Mi viene in mente Judith Butler, i suoi studi si concentrano sulle problematiche legate al genere, e alle discriminazioni di tipo sessista. Tali aspetti appassionano molto sia me che Erica (la batterista). Per quanto riguarda una branca della filosofia, potremmo considerare la musica indie come la filosofia morale.
Ma perché avete deciso di pubblicare un album in inglese?
Bè, perché no? Io ho sempre scritto canzoni in inglese e quello che ascolto è per il 99% cantato in inglese, per me viene naturale. Inoltre, nella prospettiva di uscire dall’Italia, farlo in inglese è la cosa migliore.
E quindi, quando farete un disco in italiano?
Non lo faremo mai! Per quello che mi riguarda i testi mi riescono meglio in inglese. Avevo provato a scrivere qualche canzone in italiano ma il risultato è stato veramente pessimo.
È vero che la tua generazione è composta per gran parte da bamboccioni?
Non è assolutamente vero! Ci sono tante persone che si impegnano e cercano di essere indipendenti nel migliore dei modi.
Riguardo quello che è successo a Parigi il 13 novembre 2015. I media, le istituzioni, hanno sviluppato la narrazione partendo dal fatto che tali tragedie, rappresentano un attacco al modo di vivere occidentale. Come se nelle altre parti del mondo, ad esempio in Siria o nel Medio Oriente in generale, alle persone non piaccia andare ad un concerto, al ristorante, ad una partita di calcio. Come consideri tale rappresentazione della realtà?
Credo si debba stare molto attenti nel fare discorsi di questo tipo, perché non fanno altro che allontanarci l’un l’altro. Non bisogna generalizzare e cadere nel razzismo. Quelli che fanno parte di un’altra cultura sono nostri fratelli.

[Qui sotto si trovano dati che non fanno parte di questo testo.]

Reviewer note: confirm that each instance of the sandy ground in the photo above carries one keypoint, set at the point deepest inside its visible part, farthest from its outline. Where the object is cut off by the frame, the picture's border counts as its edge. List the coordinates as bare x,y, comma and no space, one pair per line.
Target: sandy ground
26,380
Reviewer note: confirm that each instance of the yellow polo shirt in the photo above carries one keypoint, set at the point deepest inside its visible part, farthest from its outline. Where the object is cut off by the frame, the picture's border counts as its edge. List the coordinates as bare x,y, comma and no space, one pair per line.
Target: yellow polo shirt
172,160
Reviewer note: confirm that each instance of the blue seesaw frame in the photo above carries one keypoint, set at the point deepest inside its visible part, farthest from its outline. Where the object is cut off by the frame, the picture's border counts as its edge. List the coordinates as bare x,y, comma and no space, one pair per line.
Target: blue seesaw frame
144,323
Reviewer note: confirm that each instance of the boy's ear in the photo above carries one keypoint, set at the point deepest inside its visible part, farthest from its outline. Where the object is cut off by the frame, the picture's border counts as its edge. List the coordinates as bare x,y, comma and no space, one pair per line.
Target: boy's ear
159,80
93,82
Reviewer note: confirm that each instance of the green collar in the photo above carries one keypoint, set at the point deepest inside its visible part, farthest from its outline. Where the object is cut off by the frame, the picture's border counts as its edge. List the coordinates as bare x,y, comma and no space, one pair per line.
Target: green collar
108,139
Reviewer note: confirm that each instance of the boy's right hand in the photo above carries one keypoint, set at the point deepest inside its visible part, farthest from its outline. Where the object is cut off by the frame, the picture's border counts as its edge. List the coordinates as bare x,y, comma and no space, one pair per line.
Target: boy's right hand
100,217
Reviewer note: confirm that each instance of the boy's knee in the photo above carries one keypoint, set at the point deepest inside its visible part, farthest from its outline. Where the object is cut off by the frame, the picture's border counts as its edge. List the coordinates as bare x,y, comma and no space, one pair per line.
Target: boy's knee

Ti piacerebbe partecipare ad un Talent?
Non mi piacerebbe assolutamente, mi è già stato proposto più volte ed ho sempre rifiutato. Mi fa schifo l’idea di farsi conoscere in quel modo. Mi sembra assurdo che una persona che ha a cuore la musica, sia disposta a mettere in mano se stessa in contesti del genere, senza nessuna libertà artistica.
Come immagini il tuo futuro?
Sogno il mio futuro suonando 7 giorni su 7, ancora a scrivere canzoni, a registrare con Erica e Marco. Spero di farcela insomma.